1952 Italian jet trainer aircraft

The Caproni Trento F.5 was a small Italian two-seat trainer designed by Stelio Frati and built by Aeroplani Caproni Trento. The F.5 was not ordered into production and only a prototype was built.

==Design and development==
By the 1950s the Caproni company had collapsed and could not survive the postwar economic problems. One of the few group members to continue working was Aeroplane Caproni Trento, based at Gardola in Trento. Originally involved with aircraft maintenance and support, the company decided to design and build a small jet trainer in 1951. The F.5 aircraft was designed by Stelio Frati based on his earlier glider work. It was a low-wing all-wood monoplane with retractable tricycle landing gear. The engine was a small Turbomeca Palas turbojet located in the fuselage. It had two inlet ducts, one either side of the fuselage and the exhaust was below the rear fuselage. It had an enclosed cabin with tandem seating for an instructor and student and was fitted with a jettisonable canopy.
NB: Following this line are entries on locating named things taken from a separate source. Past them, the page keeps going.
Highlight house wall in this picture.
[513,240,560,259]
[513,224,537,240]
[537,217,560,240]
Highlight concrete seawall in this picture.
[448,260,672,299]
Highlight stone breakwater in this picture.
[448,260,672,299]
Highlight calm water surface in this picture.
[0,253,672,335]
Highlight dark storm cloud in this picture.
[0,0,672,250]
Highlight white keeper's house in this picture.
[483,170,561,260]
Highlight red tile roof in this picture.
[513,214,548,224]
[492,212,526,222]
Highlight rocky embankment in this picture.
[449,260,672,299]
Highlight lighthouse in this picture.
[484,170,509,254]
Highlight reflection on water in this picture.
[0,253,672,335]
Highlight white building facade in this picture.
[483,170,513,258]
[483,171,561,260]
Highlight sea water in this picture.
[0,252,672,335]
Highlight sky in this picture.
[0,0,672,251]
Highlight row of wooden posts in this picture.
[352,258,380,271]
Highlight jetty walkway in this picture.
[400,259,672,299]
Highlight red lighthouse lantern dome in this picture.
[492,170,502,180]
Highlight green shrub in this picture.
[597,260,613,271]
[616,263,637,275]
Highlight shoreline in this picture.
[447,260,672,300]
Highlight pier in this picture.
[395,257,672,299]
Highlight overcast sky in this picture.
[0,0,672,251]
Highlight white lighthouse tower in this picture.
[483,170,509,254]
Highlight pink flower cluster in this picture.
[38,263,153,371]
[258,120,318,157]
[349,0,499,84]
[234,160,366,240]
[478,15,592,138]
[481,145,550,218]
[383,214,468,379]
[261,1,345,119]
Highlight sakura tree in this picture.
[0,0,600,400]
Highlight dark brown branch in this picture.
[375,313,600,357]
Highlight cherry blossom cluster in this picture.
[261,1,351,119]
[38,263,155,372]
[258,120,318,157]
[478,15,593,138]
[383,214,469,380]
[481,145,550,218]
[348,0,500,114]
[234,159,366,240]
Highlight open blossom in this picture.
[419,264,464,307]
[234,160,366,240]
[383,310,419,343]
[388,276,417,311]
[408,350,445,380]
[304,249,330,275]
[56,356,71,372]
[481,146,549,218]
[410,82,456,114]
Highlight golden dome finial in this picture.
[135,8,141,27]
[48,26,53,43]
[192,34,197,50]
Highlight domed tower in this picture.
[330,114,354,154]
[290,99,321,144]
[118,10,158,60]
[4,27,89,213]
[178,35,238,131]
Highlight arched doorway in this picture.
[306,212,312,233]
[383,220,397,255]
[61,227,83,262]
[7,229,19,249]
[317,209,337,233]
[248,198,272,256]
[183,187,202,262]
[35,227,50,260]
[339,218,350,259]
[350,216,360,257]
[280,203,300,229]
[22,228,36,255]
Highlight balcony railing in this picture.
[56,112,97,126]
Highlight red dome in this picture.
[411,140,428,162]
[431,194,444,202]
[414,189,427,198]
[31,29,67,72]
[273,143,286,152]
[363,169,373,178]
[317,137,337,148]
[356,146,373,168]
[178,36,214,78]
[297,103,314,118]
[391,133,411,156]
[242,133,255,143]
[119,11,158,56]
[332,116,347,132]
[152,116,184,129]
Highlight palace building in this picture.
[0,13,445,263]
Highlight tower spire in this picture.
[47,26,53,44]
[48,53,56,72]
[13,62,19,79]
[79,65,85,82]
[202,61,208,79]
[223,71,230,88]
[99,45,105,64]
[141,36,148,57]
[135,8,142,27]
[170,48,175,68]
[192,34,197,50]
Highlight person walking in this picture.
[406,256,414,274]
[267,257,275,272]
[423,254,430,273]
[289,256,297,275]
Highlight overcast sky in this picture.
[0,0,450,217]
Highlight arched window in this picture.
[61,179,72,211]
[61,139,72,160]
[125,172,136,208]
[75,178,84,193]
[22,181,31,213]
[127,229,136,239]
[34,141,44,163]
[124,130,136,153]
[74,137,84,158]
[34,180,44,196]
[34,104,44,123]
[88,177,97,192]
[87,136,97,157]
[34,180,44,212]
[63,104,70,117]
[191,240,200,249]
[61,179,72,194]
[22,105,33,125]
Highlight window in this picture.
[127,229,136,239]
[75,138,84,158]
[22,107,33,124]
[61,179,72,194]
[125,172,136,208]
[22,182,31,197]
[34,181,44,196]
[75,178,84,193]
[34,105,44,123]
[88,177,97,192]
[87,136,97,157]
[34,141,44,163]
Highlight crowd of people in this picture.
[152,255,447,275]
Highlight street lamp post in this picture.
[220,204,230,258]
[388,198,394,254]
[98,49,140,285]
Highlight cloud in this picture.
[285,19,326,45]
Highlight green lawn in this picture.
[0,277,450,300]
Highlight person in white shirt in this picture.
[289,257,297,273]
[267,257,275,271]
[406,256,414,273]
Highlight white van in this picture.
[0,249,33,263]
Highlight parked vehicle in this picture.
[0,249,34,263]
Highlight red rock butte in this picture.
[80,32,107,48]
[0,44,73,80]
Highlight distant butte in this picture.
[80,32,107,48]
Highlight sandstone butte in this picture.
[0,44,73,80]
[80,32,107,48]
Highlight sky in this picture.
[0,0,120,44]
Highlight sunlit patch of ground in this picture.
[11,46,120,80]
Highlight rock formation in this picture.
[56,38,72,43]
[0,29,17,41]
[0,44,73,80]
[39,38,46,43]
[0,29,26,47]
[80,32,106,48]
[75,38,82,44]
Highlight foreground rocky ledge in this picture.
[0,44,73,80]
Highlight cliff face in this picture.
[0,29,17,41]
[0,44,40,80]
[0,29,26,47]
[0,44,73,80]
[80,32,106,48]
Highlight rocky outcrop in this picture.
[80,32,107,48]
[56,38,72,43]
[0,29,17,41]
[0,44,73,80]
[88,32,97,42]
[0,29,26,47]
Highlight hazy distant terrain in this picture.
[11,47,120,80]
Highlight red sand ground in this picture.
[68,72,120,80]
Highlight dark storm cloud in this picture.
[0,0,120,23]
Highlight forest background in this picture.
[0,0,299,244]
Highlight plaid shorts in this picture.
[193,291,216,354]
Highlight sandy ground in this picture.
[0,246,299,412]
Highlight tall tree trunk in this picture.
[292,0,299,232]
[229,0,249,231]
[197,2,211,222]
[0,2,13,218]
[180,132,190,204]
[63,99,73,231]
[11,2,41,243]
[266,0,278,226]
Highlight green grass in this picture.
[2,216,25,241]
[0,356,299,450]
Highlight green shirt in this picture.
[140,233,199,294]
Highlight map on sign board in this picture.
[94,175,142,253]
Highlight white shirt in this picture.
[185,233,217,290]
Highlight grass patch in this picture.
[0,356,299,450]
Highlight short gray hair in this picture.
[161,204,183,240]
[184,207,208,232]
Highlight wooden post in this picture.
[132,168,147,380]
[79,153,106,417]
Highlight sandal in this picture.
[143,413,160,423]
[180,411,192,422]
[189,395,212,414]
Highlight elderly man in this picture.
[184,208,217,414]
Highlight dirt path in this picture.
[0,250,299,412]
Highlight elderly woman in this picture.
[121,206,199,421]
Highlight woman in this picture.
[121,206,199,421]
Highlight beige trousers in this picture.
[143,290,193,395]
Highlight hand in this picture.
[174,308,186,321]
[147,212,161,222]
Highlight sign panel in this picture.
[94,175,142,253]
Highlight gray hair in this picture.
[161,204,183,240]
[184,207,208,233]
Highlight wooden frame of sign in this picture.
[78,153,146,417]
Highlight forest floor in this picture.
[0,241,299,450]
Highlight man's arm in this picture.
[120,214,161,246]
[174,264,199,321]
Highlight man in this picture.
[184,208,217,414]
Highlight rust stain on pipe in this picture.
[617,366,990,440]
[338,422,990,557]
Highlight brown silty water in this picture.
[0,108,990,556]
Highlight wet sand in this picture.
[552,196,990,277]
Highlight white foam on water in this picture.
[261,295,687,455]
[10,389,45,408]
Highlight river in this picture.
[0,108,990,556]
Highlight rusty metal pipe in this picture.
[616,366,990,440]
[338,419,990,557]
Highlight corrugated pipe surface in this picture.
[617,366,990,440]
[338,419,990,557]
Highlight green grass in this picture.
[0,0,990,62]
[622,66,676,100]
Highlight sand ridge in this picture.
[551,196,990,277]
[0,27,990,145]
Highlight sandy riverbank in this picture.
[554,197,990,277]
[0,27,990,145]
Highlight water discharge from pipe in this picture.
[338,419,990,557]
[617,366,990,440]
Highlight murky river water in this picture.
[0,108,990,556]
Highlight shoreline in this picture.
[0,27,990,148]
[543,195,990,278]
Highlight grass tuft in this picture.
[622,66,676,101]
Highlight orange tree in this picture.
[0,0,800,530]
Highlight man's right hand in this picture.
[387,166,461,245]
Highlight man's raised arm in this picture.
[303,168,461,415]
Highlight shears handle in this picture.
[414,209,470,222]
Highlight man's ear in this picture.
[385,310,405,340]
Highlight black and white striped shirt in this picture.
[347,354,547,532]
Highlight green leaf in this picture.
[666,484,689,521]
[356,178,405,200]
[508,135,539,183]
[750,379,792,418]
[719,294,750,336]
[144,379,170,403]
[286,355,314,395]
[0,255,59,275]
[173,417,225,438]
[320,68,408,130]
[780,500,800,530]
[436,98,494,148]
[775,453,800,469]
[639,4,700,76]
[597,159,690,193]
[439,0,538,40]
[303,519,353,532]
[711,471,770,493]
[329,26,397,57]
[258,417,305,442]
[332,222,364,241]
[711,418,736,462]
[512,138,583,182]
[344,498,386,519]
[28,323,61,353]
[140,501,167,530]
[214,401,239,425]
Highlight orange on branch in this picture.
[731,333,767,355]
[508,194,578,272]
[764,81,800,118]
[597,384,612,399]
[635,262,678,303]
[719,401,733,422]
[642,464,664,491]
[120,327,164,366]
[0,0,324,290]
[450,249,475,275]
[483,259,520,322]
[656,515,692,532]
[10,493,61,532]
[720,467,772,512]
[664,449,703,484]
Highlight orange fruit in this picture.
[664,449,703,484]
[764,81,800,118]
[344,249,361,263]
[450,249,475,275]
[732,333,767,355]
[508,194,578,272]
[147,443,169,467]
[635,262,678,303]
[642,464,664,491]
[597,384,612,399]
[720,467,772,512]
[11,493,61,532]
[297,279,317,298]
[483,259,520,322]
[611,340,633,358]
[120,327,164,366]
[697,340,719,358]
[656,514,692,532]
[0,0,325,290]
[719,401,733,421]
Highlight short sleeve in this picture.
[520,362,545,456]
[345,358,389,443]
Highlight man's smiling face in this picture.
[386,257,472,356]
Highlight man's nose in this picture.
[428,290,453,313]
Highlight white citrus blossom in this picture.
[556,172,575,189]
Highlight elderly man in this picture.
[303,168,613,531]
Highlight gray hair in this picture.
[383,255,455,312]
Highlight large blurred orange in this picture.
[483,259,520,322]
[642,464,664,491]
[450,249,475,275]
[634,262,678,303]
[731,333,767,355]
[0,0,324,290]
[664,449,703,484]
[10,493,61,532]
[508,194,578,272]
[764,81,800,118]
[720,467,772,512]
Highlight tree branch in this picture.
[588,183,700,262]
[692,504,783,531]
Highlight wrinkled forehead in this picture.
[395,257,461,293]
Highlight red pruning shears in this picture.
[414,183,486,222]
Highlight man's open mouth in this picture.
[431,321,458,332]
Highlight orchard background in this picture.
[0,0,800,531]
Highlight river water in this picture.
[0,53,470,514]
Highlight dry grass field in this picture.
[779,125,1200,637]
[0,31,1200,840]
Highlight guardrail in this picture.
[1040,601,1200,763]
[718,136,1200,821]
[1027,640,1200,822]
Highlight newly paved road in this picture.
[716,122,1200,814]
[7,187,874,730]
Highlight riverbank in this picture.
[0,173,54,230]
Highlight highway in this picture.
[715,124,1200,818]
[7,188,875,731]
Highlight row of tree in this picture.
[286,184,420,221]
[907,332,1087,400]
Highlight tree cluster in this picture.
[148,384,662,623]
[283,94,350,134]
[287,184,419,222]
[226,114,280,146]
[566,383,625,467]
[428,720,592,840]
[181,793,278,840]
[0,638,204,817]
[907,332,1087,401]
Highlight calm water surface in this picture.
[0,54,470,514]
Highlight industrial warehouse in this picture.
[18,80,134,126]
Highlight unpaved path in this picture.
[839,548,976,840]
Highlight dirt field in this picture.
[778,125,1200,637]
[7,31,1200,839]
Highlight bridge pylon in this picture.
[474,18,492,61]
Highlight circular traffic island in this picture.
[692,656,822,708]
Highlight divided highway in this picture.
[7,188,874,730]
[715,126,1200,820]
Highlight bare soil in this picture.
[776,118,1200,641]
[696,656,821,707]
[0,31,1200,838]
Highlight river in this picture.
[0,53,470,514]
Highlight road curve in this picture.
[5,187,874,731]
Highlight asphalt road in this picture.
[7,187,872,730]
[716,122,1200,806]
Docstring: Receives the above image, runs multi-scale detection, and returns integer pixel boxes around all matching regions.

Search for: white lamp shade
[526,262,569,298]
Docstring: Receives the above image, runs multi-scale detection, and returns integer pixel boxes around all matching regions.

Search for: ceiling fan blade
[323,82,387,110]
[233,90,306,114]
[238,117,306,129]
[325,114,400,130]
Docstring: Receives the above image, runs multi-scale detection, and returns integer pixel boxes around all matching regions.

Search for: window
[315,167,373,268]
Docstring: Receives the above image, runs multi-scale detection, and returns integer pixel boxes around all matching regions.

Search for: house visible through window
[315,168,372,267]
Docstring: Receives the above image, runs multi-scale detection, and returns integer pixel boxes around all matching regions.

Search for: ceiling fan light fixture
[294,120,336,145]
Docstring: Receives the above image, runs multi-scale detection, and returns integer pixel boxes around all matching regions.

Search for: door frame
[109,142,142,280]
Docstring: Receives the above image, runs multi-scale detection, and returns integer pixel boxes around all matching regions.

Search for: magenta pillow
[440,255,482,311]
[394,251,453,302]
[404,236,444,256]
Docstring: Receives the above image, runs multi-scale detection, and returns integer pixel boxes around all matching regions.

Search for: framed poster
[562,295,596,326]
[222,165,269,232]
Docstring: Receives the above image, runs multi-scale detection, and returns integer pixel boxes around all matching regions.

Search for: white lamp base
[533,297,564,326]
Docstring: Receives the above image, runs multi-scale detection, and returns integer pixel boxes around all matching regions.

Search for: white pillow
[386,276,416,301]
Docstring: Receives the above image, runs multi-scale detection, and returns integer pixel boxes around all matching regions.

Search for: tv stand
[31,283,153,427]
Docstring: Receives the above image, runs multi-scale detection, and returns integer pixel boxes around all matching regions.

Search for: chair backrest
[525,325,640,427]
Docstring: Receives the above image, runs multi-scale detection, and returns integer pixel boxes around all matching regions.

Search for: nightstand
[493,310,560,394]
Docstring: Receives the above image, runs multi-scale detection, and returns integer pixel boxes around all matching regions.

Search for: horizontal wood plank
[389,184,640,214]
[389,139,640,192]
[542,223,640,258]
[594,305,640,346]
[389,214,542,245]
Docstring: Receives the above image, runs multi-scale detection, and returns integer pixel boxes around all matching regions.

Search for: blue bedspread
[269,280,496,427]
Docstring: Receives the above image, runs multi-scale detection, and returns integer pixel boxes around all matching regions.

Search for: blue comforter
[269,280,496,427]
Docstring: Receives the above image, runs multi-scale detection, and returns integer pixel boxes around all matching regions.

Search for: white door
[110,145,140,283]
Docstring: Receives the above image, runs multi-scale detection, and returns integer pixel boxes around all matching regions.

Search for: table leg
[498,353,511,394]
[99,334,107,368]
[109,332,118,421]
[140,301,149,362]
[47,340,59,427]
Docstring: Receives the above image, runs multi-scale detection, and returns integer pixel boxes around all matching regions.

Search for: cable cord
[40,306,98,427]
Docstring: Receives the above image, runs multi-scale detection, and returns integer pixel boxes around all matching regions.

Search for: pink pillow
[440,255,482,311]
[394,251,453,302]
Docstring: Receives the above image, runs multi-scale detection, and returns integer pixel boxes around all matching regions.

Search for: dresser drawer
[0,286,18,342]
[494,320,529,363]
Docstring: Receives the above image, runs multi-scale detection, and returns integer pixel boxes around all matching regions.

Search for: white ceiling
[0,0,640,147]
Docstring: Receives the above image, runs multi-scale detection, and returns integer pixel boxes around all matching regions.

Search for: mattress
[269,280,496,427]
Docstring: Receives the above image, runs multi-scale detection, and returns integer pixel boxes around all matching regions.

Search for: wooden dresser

The F.5 made its maiden flight on 20 May 1952. It was the first jet aircraft developed in postwar Italy. Although evaluated by the Italian Air Force it gained little interest and was not ordered into production.

==Operators==
- ITA
- Italian Air Force one aircraft for evaluation test

==Aircraft on display==
The prototype, registered I-FACT, and only F.5 is on display at the Museo dell'Aeronautica Gianni Caproni in Trento.